LA GUERRE D'INDOCHINE

LE SACRIFICE (suite et fin)

Après avoir donné des soins aux blessés qui m’environnent, je prends l’heureuse décision d’arracher les galons de mon mari et de lui jeter son calot, il est évanoui, son artère fémorale ayant éclaté. Ma petite fille, le corps percé de nombreux éclats, conserve sa conscience, ne prononçant aucune parole.

Les Viêt-Minhs perchés sur les arbres, ne voyant plus de résistance, se lancent sur le convoi, tournant et retournant les morts, pillant toutes les voitures.

Lorsque je vois apparaître par centaines ces "bêtes hurlantes" prêtes à nous achever, je supplie le premier qui parle français de m’épargner. Il le comprend et dit au suivant de ne pas me toucher, mais un troisième arrive et me vise en plaine figure. Je tombe assommée sous le coup, mais me ressaisissant aussitôt, je prie Dieu de me sauver : je veux revoir mes enfants. Je fais don de mon physique pour cette unique joie… La balle de revolver tirée à bout portant pénètre à côté du nez et sort par l’oreille ! J’ai la mâchoire fracassée, je souffre mais qu’importe puisque je suis en vie…

Continuant leur barbarie, les Viêt-Minhs arrosent d’essence blessés, morts et véhicules, et mettent le feu.

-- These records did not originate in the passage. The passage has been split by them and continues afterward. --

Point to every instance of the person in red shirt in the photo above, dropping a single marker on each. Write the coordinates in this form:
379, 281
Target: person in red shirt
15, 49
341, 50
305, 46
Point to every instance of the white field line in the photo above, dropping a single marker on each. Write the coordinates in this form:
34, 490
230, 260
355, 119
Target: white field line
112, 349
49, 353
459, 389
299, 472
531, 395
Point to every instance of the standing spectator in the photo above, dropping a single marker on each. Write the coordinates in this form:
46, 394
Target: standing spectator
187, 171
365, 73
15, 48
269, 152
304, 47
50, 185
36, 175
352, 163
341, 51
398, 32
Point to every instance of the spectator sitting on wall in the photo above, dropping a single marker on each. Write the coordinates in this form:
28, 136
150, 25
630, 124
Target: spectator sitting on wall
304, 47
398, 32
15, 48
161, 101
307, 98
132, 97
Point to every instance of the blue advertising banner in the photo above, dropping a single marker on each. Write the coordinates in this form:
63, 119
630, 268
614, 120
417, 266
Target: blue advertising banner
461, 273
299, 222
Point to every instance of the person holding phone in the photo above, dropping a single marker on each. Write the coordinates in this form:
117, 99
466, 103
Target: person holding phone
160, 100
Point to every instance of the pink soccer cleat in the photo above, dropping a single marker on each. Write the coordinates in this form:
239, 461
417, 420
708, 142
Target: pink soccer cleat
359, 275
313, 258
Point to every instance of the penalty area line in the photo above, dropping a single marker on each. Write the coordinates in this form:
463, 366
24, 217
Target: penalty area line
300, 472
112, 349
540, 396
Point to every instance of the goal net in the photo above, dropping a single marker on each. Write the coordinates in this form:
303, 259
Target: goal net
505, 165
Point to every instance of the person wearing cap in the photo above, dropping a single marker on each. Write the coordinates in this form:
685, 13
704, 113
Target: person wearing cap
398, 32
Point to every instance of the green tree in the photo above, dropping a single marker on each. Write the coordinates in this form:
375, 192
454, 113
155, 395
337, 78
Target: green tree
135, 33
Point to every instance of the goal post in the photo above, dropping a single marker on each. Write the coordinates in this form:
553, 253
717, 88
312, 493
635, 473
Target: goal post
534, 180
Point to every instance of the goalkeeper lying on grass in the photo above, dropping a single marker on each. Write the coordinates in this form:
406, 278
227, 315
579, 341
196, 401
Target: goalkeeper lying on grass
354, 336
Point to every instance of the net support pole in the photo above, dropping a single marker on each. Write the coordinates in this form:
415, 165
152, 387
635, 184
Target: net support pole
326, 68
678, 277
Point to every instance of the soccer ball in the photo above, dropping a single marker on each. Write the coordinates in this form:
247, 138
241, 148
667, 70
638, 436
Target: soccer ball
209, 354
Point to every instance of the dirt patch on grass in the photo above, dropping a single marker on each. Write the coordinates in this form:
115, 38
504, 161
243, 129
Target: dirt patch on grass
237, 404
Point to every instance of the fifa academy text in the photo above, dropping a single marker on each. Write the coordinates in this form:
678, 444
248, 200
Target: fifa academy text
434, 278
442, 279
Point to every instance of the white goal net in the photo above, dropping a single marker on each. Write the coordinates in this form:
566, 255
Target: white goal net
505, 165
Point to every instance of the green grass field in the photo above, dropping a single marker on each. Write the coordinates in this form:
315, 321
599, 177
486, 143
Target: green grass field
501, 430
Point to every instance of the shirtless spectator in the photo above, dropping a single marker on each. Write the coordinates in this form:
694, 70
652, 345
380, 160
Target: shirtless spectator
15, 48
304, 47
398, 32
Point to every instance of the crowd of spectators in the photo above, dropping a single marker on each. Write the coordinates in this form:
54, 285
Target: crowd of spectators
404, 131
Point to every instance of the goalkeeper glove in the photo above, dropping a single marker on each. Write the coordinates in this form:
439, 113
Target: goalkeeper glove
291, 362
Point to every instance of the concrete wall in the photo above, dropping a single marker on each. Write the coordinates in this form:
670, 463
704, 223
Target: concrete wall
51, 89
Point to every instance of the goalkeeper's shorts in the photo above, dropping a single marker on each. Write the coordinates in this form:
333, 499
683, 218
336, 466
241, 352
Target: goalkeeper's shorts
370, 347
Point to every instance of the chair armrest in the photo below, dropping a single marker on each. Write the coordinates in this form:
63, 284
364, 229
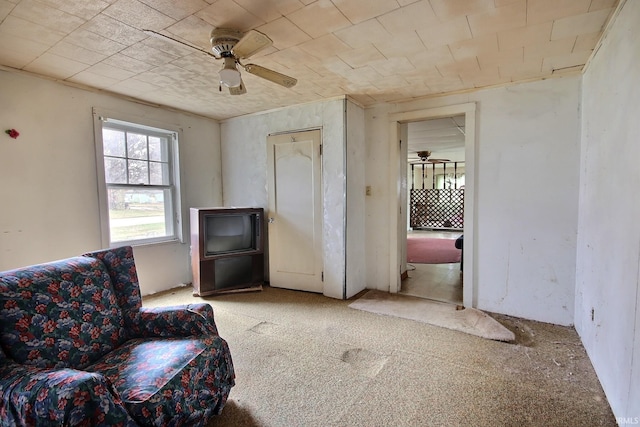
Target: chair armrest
44, 397
182, 321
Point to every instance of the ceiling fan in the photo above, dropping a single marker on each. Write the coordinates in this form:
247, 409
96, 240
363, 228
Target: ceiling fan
425, 157
232, 46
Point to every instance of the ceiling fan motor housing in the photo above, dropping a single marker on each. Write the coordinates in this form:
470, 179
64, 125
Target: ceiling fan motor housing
223, 41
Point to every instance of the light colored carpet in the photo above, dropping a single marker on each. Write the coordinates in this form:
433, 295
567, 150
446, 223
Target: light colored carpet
468, 320
302, 359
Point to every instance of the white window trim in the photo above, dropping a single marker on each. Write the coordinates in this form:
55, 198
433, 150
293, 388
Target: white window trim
99, 116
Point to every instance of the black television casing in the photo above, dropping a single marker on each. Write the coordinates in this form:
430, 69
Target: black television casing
224, 259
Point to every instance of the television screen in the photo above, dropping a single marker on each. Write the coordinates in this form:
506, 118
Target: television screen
229, 233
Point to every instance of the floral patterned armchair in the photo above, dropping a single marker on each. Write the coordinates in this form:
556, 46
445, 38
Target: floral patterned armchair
77, 348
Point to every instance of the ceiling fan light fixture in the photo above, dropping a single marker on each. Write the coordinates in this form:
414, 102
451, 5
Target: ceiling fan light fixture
229, 74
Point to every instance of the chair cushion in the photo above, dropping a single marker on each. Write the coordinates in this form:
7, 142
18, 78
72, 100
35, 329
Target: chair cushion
141, 367
62, 314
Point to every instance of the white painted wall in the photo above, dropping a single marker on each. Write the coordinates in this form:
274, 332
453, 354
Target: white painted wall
527, 154
608, 253
355, 157
244, 171
48, 184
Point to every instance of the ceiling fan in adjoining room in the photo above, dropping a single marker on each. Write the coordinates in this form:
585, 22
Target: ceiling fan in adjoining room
232, 46
425, 157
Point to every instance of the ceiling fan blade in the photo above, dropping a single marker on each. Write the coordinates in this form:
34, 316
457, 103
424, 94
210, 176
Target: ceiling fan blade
180, 42
238, 90
251, 43
272, 76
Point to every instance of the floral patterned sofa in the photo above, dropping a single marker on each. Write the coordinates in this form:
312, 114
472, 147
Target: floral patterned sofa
78, 348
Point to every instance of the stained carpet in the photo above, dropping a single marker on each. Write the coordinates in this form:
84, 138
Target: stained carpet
425, 250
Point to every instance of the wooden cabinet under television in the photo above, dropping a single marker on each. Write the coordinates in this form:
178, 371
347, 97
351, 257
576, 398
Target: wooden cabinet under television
227, 250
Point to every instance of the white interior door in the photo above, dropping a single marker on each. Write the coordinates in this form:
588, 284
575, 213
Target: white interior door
295, 211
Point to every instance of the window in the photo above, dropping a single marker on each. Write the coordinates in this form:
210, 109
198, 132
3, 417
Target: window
138, 173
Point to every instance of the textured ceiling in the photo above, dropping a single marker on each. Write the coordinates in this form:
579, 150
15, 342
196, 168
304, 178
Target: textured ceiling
372, 50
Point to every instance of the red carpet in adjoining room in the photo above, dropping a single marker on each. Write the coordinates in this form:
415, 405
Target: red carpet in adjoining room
425, 250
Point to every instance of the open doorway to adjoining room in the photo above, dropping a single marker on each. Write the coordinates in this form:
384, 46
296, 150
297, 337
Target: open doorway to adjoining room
435, 209
400, 185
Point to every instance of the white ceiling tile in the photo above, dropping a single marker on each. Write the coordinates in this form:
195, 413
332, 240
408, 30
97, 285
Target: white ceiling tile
586, 41
580, 24
229, 14
77, 53
324, 47
443, 34
524, 36
498, 59
514, 15
284, 33
92, 41
56, 66
602, 4
148, 54
5, 8
88, 78
447, 10
176, 9
46, 16
18, 51
319, 18
139, 15
127, 63
193, 30
390, 67
363, 34
540, 11
550, 48
268, 11
84, 10
432, 57
522, 70
111, 72
361, 10
409, 46
362, 56
115, 30
565, 61
408, 19
474, 47
30, 31
396, 50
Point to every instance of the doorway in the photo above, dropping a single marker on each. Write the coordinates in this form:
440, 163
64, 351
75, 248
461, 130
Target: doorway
399, 186
295, 203
435, 208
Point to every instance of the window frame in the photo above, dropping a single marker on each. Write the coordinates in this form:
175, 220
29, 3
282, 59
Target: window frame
149, 128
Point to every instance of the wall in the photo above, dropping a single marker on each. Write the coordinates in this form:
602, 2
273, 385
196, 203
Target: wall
49, 188
355, 158
527, 154
608, 253
244, 171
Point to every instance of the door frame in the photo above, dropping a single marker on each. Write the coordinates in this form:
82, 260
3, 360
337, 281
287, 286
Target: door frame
397, 215
317, 194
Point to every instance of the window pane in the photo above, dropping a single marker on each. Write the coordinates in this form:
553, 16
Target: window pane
158, 149
137, 146
113, 143
159, 173
139, 214
115, 170
138, 172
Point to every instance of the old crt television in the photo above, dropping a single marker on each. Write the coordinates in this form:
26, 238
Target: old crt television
226, 249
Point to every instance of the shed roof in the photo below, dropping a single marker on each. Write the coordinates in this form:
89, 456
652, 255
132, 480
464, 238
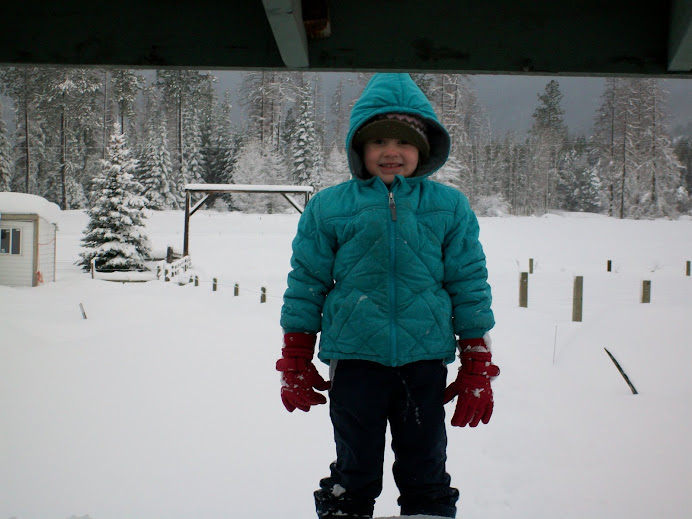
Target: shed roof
28, 204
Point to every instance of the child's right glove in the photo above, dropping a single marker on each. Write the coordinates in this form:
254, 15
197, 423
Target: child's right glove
472, 385
299, 376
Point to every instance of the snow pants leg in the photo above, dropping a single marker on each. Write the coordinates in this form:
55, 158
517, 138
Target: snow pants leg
364, 397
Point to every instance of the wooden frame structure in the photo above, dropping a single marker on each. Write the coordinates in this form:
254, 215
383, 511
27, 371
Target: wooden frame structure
206, 189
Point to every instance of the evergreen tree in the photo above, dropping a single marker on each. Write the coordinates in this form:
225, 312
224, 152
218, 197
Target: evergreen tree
194, 165
71, 104
5, 155
336, 167
547, 140
304, 146
115, 236
127, 84
156, 171
24, 86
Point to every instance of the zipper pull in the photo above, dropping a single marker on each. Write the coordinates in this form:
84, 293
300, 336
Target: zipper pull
392, 206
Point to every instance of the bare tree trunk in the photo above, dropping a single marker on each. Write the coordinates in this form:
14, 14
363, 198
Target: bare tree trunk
26, 141
63, 155
624, 168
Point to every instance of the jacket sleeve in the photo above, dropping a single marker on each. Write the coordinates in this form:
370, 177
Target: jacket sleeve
310, 279
466, 276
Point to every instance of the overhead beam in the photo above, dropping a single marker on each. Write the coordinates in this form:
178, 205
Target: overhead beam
286, 20
680, 41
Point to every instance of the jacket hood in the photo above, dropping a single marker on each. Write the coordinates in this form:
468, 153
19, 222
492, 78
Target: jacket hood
387, 93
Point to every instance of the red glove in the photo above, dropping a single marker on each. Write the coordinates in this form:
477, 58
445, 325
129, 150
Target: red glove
472, 386
298, 374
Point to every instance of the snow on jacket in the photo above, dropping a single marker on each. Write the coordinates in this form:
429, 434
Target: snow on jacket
389, 274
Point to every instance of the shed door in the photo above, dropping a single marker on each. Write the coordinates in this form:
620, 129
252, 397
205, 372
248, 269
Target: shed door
16, 253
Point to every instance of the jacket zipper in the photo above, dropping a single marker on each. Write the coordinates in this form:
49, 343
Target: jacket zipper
392, 278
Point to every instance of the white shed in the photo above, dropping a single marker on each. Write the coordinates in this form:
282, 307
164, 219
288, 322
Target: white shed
28, 229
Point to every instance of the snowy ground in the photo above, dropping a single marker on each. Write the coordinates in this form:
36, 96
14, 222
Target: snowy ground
163, 403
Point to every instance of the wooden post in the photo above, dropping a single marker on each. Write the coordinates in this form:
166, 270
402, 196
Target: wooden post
577, 299
646, 291
524, 290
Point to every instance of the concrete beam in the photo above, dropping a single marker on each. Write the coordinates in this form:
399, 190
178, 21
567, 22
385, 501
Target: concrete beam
680, 40
286, 20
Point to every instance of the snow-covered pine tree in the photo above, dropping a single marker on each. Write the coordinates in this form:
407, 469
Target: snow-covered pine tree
115, 236
5, 155
304, 146
126, 85
22, 85
547, 141
336, 168
193, 166
156, 171
72, 104
657, 178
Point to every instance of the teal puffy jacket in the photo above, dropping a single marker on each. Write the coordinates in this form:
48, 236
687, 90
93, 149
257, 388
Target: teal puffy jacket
389, 274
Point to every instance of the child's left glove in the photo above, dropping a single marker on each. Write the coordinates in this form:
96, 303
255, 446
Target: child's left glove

Une partie des survivants est emmenée comme otages. Nous apprendrons à l’hôpital de Dalat qu’une fructueuse et rapide intervention de nos troupes les leur auraient repris.

L’attaque a eu lieu le lundi 1er mars, vers quatre heures de l’après-midi, et dura jusqu’au soir. Vers deux heures du matin, arrivèrent les ambulances de Dalat. Durant ce temps, au milieu des blessés et des mourants dévorés par la soif, sans une goutte d’eau, grelottant dans la nuit froide je suis restée près de mes blessés en compagnie d’une sœur annamite de Saint-Vincent de Paul qui avait eu la charité de me donner la moitié de son jupon."

Extrait du livre du Général Bigeard, "Lettres d’Indochine" Page 141.